Microwaves, specifically, tend to heat things unevenly. That’s because microwaves work by causing the water within the food to vibrate, and so are dependent on having (liquid) water available in order to heat foods. In foods where available water is very uneven (say, the water-based gel of your jam + the relatively dry bread), parts of the food with high water content will heat up first and faster.
Also, not part of the explanation, but why the hell are you putting toast in a microwave?
There are two thing going on in this question:
First, microwaves have a frequency that is close to the natural harmonic frequency of water so they are really good at heating things that have lots of water in them but bad at heating dry foods. The ELI5 version is to consider pushing someone on a swing. The swing has a natural frequency that it “wants” to swing at. If you time your pushes right and push at the same frequency, the swing will go higher. But if you just push randomly or at the wrong frequency, the swing won’t work very well: sometimes you will be pushing against the swing and slowing it down.
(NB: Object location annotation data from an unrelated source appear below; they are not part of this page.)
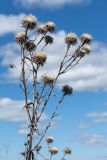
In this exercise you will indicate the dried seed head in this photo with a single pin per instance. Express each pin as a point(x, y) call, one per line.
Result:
point(29, 22)
point(71, 39)
point(30, 46)
point(48, 39)
point(49, 139)
point(53, 150)
point(21, 37)
point(80, 53)
point(86, 38)
point(50, 26)
point(48, 79)
point(86, 48)
point(67, 150)
point(39, 58)
point(67, 90)
point(41, 29)
point(38, 148)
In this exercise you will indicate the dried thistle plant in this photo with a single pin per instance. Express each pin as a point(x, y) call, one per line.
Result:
point(41, 92)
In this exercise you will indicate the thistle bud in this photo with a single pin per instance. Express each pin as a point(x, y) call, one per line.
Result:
point(67, 90)
point(39, 58)
point(71, 39)
point(80, 53)
point(67, 150)
point(48, 79)
point(30, 46)
point(49, 139)
point(29, 22)
point(86, 48)
point(53, 150)
point(41, 29)
point(38, 148)
point(50, 26)
point(48, 39)
point(86, 38)
point(21, 37)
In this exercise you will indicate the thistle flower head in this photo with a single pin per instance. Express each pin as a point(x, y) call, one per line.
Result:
point(48, 39)
point(38, 148)
point(50, 26)
point(67, 150)
point(86, 38)
point(30, 46)
point(80, 53)
point(86, 48)
point(49, 139)
point(71, 39)
point(48, 79)
point(53, 150)
point(29, 22)
point(21, 37)
point(41, 29)
point(67, 90)
point(39, 58)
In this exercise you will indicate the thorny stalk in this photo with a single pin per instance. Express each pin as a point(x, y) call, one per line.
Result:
point(42, 91)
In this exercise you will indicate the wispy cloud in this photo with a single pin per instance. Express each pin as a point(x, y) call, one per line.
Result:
point(52, 4)
point(10, 23)
point(93, 140)
point(90, 74)
point(95, 119)
point(12, 110)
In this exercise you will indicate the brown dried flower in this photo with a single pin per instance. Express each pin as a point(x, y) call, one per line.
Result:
point(39, 58)
point(29, 22)
point(53, 150)
point(71, 39)
point(67, 150)
point(30, 46)
point(49, 139)
point(86, 38)
point(67, 90)
point(21, 37)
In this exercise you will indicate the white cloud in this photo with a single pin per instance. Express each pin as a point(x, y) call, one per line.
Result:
point(51, 4)
point(12, 110)
point(93, 140)
point(90, 74)
point(10, 23)
point(96, 118)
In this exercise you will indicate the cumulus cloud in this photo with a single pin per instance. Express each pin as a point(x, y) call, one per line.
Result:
point(10, 23)
point(93, 140)
point(12, 110)
point(90, 74)
point(51, 4)
point(95, 119)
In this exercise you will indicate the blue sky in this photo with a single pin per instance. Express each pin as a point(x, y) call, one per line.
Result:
point(83, 117)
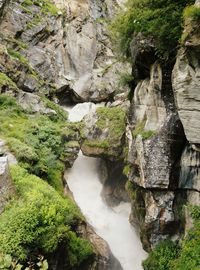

Second, all substances have a property called “specific heat capacity” which determines how its temperature changes when you add or remove energy. You have to add a lot of energy to water to raise its temperature but lead only needs a little energy. If you put a kilogram of lead and a kilogram of water in the same oven, the lead would get hot faster.
Going back to the swing analogy, if the person on the swing is heavier, you will have to add more energy by pushing longer or harder to get them up to the same height as a lighter person. Also, the swing could rotate or go side to side so some of the energy of your push might go to movement that does not increase the height of the swing. In a real substance, the configuration of its molecules determines how it can vibrate, rotate, or wiggle in ways that don’t contribute to temperature.
1. Energy transfer through different materials is different. This the same reason that touching any metal object on a hot day feels hotter than touching a branch right next to it.
We have an equation “Q = mcΔT” which states that: “c” the specific heat capacity of an object affects the the amount of energy is transferred from the change in temperature. Higher the specific heat capacity, the faster heat is transferred.
2. Microwaves don’t “heat” objects in the commonly thought of way. Microwaves emit electromagnetic waves in the “microwave” category (around 10^8hz and a wavelength of around 1cm). This wave shakes the water particles in the object and transfers energy to the water. This shaking of particles is what we know as “heat” and thus the water, and therefore the surrounding food is heated. Foods that transfer energy faster or foods with more water may be hotter than others that are not.
3. Solids tend to transfer energy (heat) faster (especially in small quantities). This is due to the fact that in fluids, they tend to create a “convection current” which transfers heat instead of conduction (liquids tend to do both). So the solid bread transfers heat faster than a viscous fluid like jam that can’t create a convection current.